Watch this documentary deliver truths about sexist restaurant culture
The Heat: A Kitchen (R)evolution features chefs changing the restaurant game
Call it naïve thinking, but maybe it’s only a matter of time before the reality of rampant sexism in every industry is made public. In the wake of the #MeToo movement and through the efforts of countless activists, stories of sexual harassment in the workplace are slowly ceasing to be open secrets and are starting to be recognized for what they truly are. Some concrete steps are actually being taken to address them. Progress is slow and painful—especially for the victimized women—but it’s progress nonetheless.
An industry known to be (and tacitly accepted as) male-dominated, the food and beverage world has recently received its share of overdue criticism relating to sexism. Influential restaurateurs like Mario Batali and Ken Friedman have left their businesses after being accused of harassment by dozens of former female employees. So now the press are paying attention to women.
A culinary documentary that has received a lot of attention lately is Maya Gallus’ The Heat: A Kitchen (R)evolution.
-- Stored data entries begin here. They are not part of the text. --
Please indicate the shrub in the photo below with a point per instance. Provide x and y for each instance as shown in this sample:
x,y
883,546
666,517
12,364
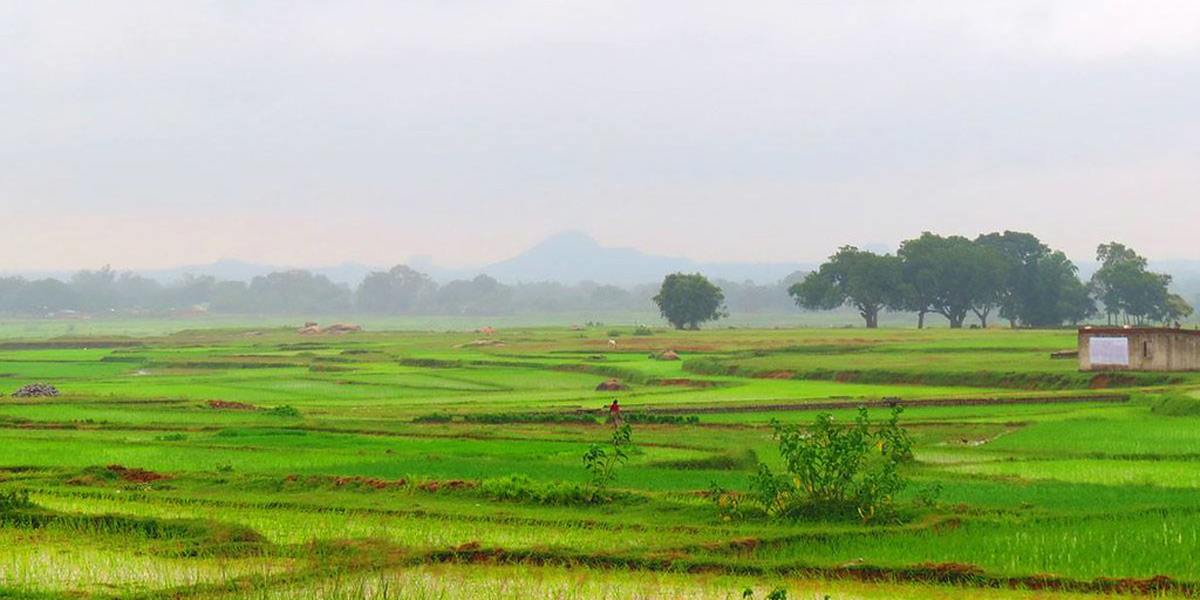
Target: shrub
x,y
1175,403
601,461
835,471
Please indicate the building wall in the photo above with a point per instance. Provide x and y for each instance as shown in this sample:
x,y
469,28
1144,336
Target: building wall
x,y
1150,349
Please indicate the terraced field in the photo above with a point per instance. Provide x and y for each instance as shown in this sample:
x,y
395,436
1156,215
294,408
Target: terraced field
x,y
262,463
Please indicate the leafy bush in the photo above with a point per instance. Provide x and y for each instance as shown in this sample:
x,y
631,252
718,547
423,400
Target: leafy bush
x,y
1175,403
835,471
601,461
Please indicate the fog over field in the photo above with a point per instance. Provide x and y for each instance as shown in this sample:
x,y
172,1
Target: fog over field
x,y
150,136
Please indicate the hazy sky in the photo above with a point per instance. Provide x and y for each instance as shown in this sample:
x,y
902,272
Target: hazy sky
x,y
153,133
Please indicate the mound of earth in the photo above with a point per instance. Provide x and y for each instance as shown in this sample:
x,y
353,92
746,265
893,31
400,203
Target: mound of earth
x,y
477,343
136,475
231,406
36,390
611,385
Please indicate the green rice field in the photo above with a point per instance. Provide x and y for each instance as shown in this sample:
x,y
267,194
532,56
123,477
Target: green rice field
x,y
424,460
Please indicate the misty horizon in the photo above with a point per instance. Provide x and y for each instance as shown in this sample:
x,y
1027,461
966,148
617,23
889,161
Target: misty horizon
x,y
150,136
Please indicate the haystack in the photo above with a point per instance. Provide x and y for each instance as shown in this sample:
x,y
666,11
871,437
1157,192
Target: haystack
x,y
611,385
36,390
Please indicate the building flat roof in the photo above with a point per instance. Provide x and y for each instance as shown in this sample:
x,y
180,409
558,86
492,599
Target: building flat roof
x,y
1125,331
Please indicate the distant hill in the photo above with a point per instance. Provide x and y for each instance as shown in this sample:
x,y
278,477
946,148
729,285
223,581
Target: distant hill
x,y
573,257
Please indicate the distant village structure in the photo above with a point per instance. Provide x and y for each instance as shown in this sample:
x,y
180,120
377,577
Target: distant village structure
x,y
1139,349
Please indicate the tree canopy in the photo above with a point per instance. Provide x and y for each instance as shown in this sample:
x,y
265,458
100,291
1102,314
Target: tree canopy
x,y
1129,293
953,276
867,281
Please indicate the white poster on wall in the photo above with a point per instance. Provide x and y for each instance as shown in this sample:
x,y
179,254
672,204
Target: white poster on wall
x,y
1109,351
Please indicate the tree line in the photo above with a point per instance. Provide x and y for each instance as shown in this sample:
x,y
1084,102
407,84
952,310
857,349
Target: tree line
x,y
1012,275
1009,275
394,292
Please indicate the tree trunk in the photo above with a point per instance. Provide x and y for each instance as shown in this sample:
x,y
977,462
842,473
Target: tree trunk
x,y
983,317
871,316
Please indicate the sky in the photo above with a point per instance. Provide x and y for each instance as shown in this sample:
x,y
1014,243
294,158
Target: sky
x,y
298,132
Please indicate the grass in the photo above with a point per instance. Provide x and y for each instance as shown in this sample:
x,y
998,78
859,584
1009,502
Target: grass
x,y
355,497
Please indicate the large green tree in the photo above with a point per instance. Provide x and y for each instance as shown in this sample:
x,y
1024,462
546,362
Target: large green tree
x,y
867,281
953,276
688,300
396,291
1129,293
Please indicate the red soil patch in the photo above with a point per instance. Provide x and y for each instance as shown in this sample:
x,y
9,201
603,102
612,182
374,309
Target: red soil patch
x,y
688,383
775,375
450,484
231,406
136,475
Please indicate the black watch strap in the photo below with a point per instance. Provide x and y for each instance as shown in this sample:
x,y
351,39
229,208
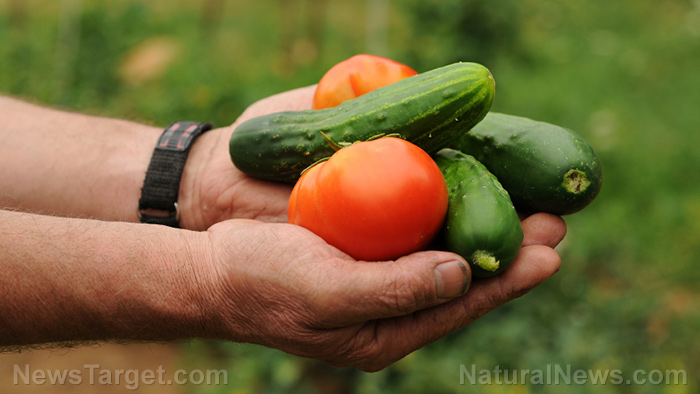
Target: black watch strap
x,y
158,203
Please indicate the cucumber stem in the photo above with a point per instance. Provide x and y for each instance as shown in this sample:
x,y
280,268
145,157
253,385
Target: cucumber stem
x,y
485,260
575,181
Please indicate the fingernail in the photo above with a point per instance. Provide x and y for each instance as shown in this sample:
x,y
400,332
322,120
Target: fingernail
x,y
451,279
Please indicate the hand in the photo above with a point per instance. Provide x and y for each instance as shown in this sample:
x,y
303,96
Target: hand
x,y
281,286
213,190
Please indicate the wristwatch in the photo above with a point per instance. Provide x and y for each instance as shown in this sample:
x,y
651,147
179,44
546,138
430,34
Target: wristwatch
x,y
158,203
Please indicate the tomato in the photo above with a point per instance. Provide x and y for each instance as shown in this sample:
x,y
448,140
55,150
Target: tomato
x,y
356,76
374,200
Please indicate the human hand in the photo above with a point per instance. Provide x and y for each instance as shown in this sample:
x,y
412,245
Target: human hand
x,y
213,189
281,286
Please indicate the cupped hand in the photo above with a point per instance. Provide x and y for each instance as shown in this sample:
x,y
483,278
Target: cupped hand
x,y
281,286
213,190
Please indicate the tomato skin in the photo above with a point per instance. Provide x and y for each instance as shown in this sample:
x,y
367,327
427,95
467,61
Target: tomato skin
x,y
356,76
374,200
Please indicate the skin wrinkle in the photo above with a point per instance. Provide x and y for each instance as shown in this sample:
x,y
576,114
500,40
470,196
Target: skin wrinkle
x,y
276,285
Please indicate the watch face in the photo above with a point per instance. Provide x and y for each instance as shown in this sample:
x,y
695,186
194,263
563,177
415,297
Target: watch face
x,y
179,135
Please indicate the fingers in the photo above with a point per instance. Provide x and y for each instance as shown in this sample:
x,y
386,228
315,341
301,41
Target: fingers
x,y
362,291
385,341
543,229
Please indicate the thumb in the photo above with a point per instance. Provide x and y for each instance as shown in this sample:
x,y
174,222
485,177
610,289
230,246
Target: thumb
x,y
362,291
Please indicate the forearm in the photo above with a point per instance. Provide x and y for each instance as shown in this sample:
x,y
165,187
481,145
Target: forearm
x,y
85,280
69,164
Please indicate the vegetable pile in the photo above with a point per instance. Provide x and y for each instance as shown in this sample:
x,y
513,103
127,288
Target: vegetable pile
x,y
390,161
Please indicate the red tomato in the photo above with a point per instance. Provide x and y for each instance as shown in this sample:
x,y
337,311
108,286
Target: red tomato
x,y
374,200
356,76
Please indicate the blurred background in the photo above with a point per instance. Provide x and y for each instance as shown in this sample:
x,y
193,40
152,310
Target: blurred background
x,y
625,74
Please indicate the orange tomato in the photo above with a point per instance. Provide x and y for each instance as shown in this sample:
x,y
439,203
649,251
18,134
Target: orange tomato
x,y
374,200
356,76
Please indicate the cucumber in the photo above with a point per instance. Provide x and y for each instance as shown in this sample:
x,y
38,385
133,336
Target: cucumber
x,y
481,224
429,109
544,167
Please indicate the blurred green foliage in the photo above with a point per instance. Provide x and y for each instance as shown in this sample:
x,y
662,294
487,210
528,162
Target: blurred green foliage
x,y
624,74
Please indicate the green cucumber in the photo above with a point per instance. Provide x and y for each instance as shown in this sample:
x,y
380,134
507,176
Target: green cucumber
x,y
481,224
544,167
430,110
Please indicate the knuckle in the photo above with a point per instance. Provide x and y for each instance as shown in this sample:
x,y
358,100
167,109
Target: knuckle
x,y
403,294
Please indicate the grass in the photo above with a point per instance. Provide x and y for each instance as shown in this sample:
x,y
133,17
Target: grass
x,y
623,74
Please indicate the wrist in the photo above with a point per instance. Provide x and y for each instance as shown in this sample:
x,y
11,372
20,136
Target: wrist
x,y
160,195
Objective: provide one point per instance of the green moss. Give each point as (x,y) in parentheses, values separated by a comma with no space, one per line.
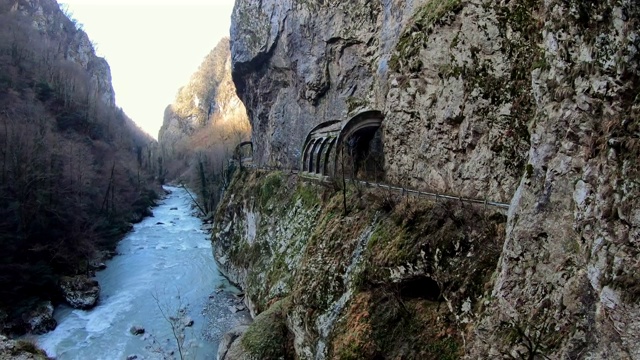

The film, which recently had its world premiere last April 28 at Toronto’s Hot Docs festival, features a cast of very talented chefs: Anne-Sophie Pic of three-Michelin starred Maison Pic in France, Anita Lo of Annisa in NYC, Amanda Cohen of Dirty Candy, British chef Angela Hartnett, Canadian chef Charlotte Langley, Victoria Blamey (formerly of Chumley’s), and the writer and chef Ivy Knight.
It’s a film that brings to light the harsh realities of sexism in the industry and what it’s like to be a talented chef burdened by the fact of your sex. For instance, the movie talks about how the label “female chef” is a disservice to women:
“There’s a saying that ‘men cook for glory and women cook for love. And if we do, it’s because of how we were raised, and of that social construct. But as a chef, you really want to be judged on your work. Gender really has nothing to do with it,” says Lo.
Blamey also talks about the hardships of pursuing a professional career in the kitchen: That it’s this hard to secure a place in the culinary world, despite the fact that “women have been cooking forever,” is very ironic.
It’s true. Successful male chefs always talk about how their mothers or grandmothers introduced them to cooking. “It’s not always you recall your dad cooking for you,” says Blamey.
“There’s a saying that ‘men cook for glory and women cook for love. And if we do, it’s because of how we were raised, and of that social construct. But as a chef, you really want to be judged on your work. Gender really has nothing to do with it,” says Anita Lo.
So how come women’s pursuit of a professional career in the kitchen is not taken seriously?
The film also sheds light on how the food media would rather glorify the “drugs, rock and roll and bad behavior” of male-run kitchens as opposed to a female chef who treats her employees fairly. Cohen, one of the chefs featured in the film, puts it best when she says that: “A female chef who treats her employees well and sends staff home early isn’t sexy. No one is going to want to write about that.”
It’s disturbing to realize that these women are only getting considerable attention for what are, in reality, tragic reasons. In a way, it’s the women’s victimization that the food media are excited about, not their talents.
Male chefs are dominating popular shows like Ugly Delicious and Chef’s Table (the latest season of which features four pastry chefs—only one of which is a woman). Meanwhile, women are still being asked by journalists: So what’s it like being a female chef?
But the fact that things are this way shouldn’t have to relegate the relevance and importance of films like The Heat.
“My intention with this film is that it really does speak to our times, whether it’s women in male-dominated kitchens, women in the film, women in engineering, women in tech,” says Gallus.
Yes, it’s a documentary about the ugly truths of a highly sexist industry (which, really, should be recognized at this point), but it’s also a celebration of the talents of seven chefs who are redefining it.
They just happen to be women. “It’s not supposed to be radical, but it is,” says Gallus.